Un accueil qui donne le ton

Dès l’arrivée, pas de comptoir d’hôtel classique : la propriétaire m’a reçue dans la cuisine commune, un verre de rosé local à la main, en me racontant l’histoire de la bâtisse avant même de me tendre une clé. Ce genre de détail, qui peut sembler anecdotique, change complètement la façon dont on habite un lieu pour quelques jours.

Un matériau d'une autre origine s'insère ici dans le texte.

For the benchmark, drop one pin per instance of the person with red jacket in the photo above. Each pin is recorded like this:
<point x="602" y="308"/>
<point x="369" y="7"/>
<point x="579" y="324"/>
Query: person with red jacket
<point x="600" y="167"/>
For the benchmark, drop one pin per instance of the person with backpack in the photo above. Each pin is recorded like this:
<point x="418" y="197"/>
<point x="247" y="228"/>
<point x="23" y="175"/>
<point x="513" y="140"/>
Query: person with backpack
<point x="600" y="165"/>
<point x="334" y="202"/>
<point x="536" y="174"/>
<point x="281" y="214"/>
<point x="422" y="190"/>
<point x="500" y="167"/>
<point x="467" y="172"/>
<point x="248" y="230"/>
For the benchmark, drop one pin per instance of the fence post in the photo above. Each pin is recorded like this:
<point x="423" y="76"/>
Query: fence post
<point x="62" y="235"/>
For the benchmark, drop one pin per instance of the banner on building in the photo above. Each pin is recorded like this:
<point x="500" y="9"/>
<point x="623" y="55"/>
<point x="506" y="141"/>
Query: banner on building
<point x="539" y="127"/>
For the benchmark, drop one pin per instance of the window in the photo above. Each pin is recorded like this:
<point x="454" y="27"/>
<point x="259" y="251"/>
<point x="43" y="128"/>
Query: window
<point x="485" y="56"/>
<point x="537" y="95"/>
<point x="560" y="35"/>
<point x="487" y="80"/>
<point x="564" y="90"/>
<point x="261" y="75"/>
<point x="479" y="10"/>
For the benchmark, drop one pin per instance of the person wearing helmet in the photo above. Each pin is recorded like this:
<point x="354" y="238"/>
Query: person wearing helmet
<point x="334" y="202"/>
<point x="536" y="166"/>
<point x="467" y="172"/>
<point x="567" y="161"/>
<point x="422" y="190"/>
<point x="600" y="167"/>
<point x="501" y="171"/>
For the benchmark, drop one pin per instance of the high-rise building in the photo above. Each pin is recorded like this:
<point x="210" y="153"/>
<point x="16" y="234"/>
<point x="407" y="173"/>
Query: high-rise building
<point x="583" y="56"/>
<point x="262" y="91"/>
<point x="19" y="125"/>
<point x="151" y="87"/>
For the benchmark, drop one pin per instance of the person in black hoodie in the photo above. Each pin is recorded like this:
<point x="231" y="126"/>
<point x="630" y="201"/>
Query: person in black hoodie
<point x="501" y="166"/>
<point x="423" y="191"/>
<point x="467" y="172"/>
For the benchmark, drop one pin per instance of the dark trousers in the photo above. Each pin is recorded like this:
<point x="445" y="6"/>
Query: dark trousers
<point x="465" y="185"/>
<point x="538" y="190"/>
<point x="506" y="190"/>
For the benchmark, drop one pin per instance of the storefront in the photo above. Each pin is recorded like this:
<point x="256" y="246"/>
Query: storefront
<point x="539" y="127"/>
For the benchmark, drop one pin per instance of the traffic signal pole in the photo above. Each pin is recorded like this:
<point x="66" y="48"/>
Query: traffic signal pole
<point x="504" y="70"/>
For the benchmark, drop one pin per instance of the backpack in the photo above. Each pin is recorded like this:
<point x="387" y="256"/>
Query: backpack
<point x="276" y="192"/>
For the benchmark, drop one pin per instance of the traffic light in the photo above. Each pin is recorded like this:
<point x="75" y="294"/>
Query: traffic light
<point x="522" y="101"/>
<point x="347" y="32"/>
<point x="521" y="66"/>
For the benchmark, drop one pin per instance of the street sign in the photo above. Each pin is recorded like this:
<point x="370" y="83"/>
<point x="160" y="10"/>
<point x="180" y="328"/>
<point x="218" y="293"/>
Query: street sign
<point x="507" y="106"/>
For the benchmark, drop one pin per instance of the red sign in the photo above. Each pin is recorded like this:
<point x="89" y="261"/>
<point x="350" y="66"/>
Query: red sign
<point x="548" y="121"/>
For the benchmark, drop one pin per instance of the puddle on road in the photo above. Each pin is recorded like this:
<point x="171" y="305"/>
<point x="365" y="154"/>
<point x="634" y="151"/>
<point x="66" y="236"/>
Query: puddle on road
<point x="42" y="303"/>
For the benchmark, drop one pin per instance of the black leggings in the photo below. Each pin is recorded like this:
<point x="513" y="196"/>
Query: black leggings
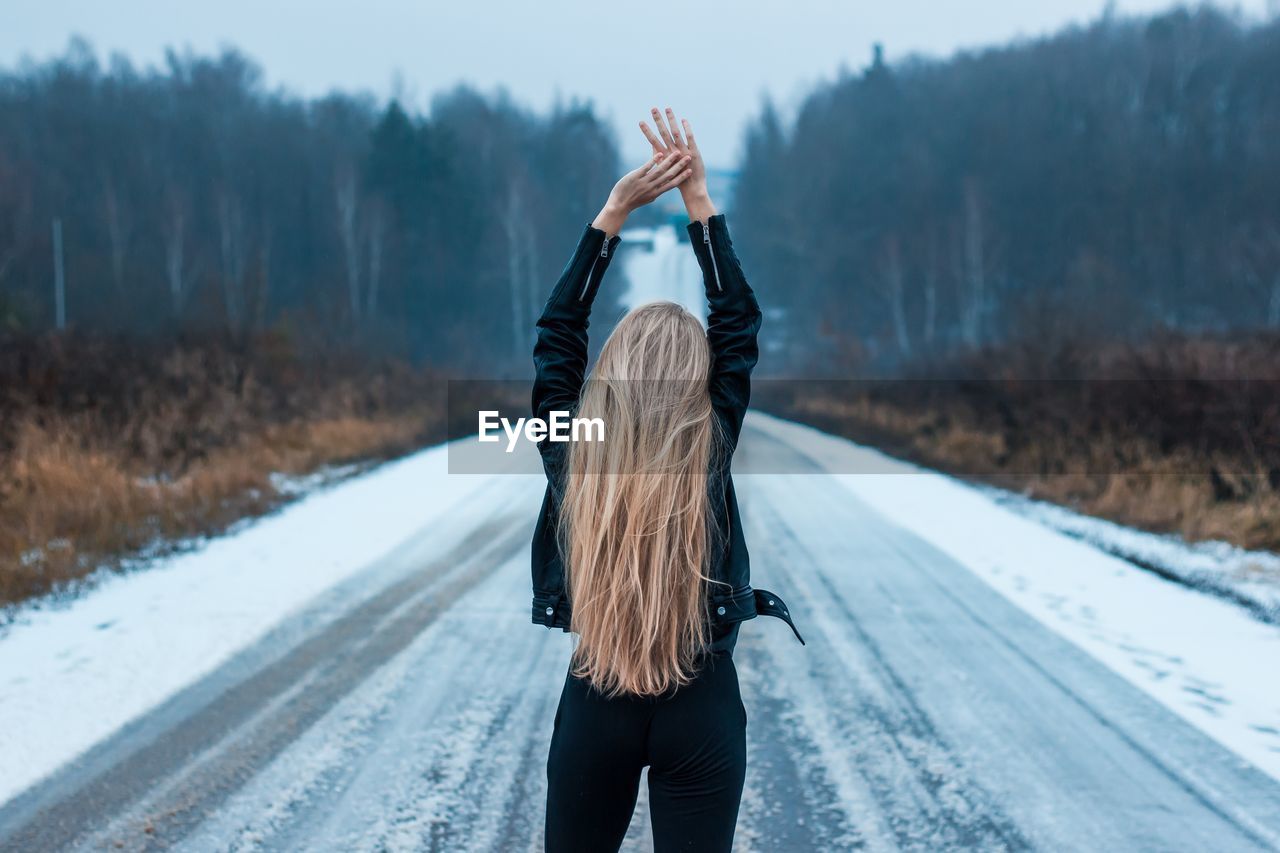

Les chambres, sobres mais justes

Neuf chambres seulement, chacune différente, avec des sols en tomettes anciennes conservées et des meubles chinés plutôt que reconstitués. La mienne donnait directement sur un bosquet d’oliviers centenaires, sans piscine visible depuis la fenêtre, ce qui pour une fois m’a semblé être un choix assumé plutôt qu’un oubli.

Ce qui fait la différence

La table, ouverte seulement quatre soirs par semaine, mérite qu’on organise son séjour autour d’elle. La cuisine, résolument provençale, change selon ce que le marché du village propose, sans jamais cette carte figée que l’on retrouve trop souvent dans les hôtels de campagne pensés pour une clientèle internationale pressée.

La piscine, cachée derrière un mur de pierre sèche

Il faut la chercher un peu, dissimulée derrière un vieux mur de pierre sèche, entourée de lavande plutôt que de transats alignés. J’y ai passé des après-midi entières sans croiser plus de trois autres clients, dans un silence que peu d’hôtels provençaux parviennent encore à préserver en pleine saison.

Pour qui, et quand

Cette adresse convient à ceux qui cherchent un vrai ralentissement, pas une case à cocher entre deux visites de villages. Je recommande le printemps, avant que les groupes ne saturent les routes du Luberon, quand les cerisiers du domaine voisin sont encore en fleurs et que les nuits restent fraîches.